The Ministry of Finance highlighted that the recovery in rural demand has been a major factor in the rise of private consumption. Consumer spending and family confidence have driven sectors such as retail, services, and agriculture, contributing to the overall economic momentum. Despite persistent global and domestic threats, private consumption has remained a strong and stable component of the overall trend growth. This trend in consumer behavior has helped sustain economic momentum during the fiscal year, making it a crucial factor in India's economic performance.
While investment activity also played a part in economic performance, it showed signs of slowing. Gross Fixed Capital Formation increased by 7.1% in FY25, below the 8.8% growth in FY24. Its contribution towards nominal GDP was 29.9%, lower than in recent years but higher than the pre-pandemic era. The Ministry noted that while investment growth had moderated, it continued to support the economy. However, consumption’s larger share made it the more visible driver of India’s GDP in FY25.
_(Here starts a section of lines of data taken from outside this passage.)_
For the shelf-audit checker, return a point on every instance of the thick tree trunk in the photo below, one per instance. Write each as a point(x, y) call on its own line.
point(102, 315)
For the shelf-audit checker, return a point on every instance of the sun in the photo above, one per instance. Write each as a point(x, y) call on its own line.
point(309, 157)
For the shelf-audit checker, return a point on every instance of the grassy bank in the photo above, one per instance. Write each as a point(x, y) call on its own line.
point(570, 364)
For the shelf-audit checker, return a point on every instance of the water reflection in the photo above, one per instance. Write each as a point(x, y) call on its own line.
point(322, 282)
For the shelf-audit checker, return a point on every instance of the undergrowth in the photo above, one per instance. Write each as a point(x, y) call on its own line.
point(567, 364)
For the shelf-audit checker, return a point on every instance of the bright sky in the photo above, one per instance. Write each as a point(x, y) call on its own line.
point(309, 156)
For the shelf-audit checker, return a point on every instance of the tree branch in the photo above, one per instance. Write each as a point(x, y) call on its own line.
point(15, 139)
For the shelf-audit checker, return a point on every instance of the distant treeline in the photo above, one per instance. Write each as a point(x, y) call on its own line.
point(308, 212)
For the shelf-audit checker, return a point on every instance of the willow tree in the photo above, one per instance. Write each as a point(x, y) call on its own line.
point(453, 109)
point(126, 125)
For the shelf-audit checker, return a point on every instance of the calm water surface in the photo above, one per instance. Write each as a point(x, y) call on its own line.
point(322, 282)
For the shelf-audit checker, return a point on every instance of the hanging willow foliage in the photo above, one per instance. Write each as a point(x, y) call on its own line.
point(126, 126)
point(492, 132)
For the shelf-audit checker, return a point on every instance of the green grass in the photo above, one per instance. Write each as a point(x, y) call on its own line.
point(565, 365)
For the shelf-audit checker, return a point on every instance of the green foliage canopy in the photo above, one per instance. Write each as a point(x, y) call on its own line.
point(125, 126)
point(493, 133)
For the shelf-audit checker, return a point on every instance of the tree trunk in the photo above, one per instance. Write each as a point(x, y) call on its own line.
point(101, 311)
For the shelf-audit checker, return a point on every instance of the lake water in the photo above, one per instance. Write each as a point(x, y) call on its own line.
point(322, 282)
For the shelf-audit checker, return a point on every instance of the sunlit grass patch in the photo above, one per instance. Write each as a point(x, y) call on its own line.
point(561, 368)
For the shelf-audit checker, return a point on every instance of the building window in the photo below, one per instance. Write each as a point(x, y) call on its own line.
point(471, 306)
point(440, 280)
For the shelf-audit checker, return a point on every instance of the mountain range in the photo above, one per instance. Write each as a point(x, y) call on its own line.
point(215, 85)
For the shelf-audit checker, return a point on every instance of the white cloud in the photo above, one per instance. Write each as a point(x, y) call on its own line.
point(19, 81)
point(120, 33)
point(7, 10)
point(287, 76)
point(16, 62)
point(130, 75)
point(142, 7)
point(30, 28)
India’s export sector also contributed to economic activity. Constant 2011–12 price exports rose by 6.3% in FY25, recovering from the 2.2% rise in FY24. This growth occurred amid weak global trade sentiments, showing resilience in sectors such as manufacturing and technology. The resilient export performance added to India’s economic growth and increased the year’s overall output growth. Concurrently, imports contracted by 3.7% in FY25 against the 13.8% growth of FY24. This contraction was beneficial for India’s trade balance and GDP, relieving external pressure and correcting the balance in favor of domestic production. The change also lessened exposure to foreign exchange price movements and brought in stable foreign currency needs. Thus, the combined trade performance of higher exports and lower imports strengthened India’s overall economic standing throughout the year.
The Finance Ministry concluded that India’s FY25 growth reflected contributions from consumption, investment, and external trade. The report emphasized that India’s private consumption remained the strongest source of growth. While investment and exports also supported GDP, the balance across sectors helped avoid dependence on any single area. This broader base of growth created a more stable platform for economic development, supporting future policy decisions aimed at maintaining economic momentum in a changing global environment.